Sanskrit Travelogue: A Large-Scale Unified and Annotated Corpus of Sanskrit Texts

Proceedings of the Fifteenth Language Resources and Evaluation Conference (LREC 2026)

Abstract

We present Sanskrit Travelogue, to our knowledge the largest open, unified and richly annotated Sanskrit corpus. Aggregating eight digital libraries, it comprises 12,394 texts, 73.1M tokens and 9M segments after de-duplication. A reproducible pipeline standardizes transliteration to IAST, reconciles heterogeneous metadata, preserves structural semantics (verse markers, chapter hierarchies, textual apparatus) and adds automatic annotations. We provide corpus-scale morphosyntactic annotation combining two systems: the BYT-5 Sanskrit model for compound and sandhi splitting, and the process-sanskrit library for inflection removal and morphological tagging through a hybrid deterministic-statistical cascade. For each segment we materialize synchronized representations: cleaned, analyzed (sandhi/compound split), stemmed, diacritic-normalized and morphologically tagged. These representations are indexed jointly for retrieval.

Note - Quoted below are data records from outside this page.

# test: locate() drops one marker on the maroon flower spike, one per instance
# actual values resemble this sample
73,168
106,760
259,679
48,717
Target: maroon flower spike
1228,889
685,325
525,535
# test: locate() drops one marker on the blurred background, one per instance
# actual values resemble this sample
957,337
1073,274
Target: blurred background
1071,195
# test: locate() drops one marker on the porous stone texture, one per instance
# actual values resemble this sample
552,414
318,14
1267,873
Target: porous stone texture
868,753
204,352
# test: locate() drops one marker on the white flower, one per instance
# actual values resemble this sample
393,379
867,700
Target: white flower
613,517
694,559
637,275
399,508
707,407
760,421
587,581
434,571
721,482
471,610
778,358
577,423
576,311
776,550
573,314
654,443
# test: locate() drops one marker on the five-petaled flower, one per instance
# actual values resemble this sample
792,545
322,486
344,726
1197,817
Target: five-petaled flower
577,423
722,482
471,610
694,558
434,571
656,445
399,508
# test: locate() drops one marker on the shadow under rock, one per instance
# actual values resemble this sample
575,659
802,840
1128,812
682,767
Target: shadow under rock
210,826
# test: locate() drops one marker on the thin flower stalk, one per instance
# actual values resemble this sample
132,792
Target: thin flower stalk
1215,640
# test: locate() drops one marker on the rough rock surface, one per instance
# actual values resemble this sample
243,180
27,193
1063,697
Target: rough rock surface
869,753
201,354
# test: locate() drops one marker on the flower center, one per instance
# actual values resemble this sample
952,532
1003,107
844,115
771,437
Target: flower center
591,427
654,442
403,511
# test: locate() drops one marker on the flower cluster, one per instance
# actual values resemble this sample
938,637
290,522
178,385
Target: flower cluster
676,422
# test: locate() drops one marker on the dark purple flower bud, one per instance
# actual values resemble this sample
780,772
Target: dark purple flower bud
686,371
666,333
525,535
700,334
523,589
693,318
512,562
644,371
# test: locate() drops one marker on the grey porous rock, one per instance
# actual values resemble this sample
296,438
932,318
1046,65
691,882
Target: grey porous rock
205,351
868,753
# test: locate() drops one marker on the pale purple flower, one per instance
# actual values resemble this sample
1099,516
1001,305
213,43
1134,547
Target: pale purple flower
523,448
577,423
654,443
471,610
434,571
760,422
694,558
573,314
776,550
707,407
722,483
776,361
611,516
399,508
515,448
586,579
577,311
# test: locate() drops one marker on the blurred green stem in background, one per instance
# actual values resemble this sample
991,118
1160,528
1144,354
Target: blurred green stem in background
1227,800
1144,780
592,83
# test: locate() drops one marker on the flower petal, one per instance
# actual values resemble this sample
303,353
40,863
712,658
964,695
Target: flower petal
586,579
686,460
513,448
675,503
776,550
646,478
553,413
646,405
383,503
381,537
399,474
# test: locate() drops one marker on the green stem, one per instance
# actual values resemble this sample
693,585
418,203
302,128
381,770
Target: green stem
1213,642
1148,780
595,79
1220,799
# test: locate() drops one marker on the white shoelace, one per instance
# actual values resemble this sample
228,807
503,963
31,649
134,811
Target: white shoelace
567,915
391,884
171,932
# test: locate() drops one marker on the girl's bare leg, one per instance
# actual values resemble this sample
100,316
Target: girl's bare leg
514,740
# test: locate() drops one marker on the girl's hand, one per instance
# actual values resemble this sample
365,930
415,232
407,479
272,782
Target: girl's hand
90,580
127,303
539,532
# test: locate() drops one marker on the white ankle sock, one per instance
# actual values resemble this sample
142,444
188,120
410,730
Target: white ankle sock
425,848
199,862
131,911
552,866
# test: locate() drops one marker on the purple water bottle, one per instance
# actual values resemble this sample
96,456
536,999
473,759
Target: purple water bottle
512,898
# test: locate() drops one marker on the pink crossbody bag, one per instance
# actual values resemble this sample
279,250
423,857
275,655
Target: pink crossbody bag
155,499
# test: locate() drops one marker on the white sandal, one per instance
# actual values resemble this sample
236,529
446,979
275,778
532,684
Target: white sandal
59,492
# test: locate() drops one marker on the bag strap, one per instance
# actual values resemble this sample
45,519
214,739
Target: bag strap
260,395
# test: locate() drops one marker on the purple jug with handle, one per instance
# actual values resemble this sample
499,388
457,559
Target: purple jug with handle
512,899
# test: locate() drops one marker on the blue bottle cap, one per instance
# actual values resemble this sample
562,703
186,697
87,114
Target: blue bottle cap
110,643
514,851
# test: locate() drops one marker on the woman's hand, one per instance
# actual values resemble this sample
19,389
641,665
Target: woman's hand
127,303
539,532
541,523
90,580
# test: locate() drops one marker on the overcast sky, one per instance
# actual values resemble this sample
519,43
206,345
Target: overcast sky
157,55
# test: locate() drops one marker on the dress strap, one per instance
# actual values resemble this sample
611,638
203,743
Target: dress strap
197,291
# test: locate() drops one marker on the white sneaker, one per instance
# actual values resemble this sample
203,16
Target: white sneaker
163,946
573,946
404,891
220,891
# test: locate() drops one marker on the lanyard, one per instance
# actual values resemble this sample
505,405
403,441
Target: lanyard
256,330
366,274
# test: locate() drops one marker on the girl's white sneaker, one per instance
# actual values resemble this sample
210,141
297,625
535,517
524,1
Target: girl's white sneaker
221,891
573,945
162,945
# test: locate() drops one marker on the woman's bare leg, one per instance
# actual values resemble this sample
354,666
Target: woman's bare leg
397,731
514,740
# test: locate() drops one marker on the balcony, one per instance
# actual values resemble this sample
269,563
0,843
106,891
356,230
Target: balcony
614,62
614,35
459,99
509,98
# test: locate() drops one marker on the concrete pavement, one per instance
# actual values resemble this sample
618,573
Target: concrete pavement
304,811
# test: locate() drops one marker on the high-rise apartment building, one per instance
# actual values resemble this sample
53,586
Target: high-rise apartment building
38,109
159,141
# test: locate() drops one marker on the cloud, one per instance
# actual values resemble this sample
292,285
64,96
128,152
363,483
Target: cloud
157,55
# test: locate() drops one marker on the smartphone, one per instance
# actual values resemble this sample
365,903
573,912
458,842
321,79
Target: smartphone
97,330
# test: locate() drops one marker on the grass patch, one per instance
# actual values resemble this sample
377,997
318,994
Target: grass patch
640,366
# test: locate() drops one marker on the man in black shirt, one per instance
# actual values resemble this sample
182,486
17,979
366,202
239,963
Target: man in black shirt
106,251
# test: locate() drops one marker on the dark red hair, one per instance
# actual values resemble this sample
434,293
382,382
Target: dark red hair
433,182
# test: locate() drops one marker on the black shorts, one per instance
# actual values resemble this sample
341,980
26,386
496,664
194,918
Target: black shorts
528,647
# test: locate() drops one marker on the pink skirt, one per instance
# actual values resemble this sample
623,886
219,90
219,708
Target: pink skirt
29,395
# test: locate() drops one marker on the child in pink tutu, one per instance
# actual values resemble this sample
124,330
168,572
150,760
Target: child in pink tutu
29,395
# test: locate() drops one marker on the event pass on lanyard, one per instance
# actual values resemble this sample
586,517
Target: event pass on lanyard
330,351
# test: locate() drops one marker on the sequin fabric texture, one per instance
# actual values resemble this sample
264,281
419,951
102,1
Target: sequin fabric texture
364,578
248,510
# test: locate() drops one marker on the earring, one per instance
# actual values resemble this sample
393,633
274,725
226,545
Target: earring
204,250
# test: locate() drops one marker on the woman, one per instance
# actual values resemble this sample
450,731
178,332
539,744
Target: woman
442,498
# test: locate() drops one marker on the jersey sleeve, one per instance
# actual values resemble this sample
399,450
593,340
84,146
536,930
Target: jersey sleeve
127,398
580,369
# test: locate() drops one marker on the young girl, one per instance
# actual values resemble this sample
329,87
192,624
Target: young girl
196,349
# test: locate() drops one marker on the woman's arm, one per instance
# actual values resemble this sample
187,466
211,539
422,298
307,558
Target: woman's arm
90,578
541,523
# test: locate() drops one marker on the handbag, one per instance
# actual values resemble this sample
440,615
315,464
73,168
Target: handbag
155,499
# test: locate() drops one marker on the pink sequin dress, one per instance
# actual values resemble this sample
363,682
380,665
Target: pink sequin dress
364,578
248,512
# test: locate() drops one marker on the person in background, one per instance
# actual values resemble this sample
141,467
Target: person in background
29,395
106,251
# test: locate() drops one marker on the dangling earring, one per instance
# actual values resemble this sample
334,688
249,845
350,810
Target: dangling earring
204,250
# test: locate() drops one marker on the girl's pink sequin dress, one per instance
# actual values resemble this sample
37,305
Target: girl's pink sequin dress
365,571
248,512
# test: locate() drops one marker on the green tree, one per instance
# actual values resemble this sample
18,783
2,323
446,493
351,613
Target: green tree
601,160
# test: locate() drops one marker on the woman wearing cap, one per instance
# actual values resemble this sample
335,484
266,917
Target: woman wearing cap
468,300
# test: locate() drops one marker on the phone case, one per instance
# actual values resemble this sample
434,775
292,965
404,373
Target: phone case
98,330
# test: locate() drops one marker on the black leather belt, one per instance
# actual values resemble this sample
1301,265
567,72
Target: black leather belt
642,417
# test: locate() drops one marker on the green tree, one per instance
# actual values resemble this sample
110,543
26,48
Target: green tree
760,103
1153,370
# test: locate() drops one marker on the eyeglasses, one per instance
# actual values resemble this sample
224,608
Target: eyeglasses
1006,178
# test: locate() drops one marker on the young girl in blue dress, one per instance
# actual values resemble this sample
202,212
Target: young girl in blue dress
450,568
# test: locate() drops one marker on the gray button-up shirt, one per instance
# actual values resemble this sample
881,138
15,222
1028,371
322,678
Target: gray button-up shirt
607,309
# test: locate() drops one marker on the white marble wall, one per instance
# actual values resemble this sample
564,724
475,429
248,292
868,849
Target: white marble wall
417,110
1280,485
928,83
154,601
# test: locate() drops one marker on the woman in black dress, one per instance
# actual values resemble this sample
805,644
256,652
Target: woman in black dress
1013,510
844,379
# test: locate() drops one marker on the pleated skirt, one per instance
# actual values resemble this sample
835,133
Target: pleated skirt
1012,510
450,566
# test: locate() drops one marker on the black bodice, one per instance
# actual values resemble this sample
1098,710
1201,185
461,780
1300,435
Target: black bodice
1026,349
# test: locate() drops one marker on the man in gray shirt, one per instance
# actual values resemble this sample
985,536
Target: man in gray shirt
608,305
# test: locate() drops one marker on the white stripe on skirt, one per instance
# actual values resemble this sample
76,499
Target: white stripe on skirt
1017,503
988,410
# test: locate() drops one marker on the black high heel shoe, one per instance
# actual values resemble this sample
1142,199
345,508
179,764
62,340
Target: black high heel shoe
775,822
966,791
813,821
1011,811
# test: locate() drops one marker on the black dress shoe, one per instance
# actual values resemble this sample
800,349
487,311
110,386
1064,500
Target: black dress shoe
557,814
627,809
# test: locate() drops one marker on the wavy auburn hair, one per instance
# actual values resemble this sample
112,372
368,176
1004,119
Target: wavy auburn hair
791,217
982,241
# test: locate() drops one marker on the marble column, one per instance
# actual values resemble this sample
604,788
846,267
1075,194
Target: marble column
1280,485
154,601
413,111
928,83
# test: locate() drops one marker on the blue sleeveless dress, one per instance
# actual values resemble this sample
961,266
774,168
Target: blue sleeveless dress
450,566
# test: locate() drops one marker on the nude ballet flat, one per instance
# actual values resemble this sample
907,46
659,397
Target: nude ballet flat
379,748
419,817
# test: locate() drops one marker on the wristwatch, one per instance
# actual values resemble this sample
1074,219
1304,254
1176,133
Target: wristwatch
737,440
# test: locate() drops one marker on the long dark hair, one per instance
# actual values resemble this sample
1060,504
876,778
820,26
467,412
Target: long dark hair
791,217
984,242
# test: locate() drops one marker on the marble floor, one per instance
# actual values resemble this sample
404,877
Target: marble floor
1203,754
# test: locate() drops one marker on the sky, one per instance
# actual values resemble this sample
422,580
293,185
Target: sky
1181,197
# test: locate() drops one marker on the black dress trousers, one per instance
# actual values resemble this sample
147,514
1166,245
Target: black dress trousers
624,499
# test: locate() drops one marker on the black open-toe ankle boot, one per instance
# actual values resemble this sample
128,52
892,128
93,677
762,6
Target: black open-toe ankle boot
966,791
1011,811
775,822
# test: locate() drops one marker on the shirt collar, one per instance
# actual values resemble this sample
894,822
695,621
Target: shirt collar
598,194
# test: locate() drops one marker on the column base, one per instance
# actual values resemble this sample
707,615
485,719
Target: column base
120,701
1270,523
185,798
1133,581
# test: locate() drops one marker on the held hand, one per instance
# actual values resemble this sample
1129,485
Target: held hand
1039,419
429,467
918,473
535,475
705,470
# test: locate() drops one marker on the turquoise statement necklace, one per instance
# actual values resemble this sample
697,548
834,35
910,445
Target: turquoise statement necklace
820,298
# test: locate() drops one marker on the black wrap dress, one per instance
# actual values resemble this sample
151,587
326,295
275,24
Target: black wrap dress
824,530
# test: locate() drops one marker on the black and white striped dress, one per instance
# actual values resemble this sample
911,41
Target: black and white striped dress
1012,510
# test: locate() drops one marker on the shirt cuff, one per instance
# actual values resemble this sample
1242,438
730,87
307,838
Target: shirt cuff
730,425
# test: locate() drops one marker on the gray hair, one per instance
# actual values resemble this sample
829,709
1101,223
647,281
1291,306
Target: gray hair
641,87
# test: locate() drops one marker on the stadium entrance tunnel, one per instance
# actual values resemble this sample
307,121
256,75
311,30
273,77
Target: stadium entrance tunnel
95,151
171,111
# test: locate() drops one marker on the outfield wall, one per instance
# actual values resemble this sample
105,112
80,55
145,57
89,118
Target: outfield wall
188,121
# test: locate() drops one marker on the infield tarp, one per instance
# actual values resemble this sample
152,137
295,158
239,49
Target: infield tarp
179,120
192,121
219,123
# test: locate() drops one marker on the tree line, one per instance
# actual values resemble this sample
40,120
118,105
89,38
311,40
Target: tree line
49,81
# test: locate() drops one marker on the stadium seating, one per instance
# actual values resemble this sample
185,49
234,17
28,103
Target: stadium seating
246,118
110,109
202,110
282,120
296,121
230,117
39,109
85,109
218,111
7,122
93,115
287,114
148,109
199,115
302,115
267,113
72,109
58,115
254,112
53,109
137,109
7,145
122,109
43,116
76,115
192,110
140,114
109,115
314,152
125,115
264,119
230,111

Both approaches achieve high accuracy (84.61% sentence-level exact matches for BYT-5 segmentation, 92.37% correct root extraction for compounds, 95.94% on the Yoga Sūtra). Manual evaluation on the Yoga Sūtra showed 98% correct root extraction when combining both methods, outperforming individual approaches. These annotations enable searching across orthographic sandhi and within compounds, robust lemma-level retrieval despite rich inflectional variation, and provide training material for segmentation and lemmatization while maintaining ambiguity for downstream modeling. We release the annotated corpus as TSV shards, code for corpus acquisition, processing and annotation, a query normalizer, all under a Creative Commons non-commercial license.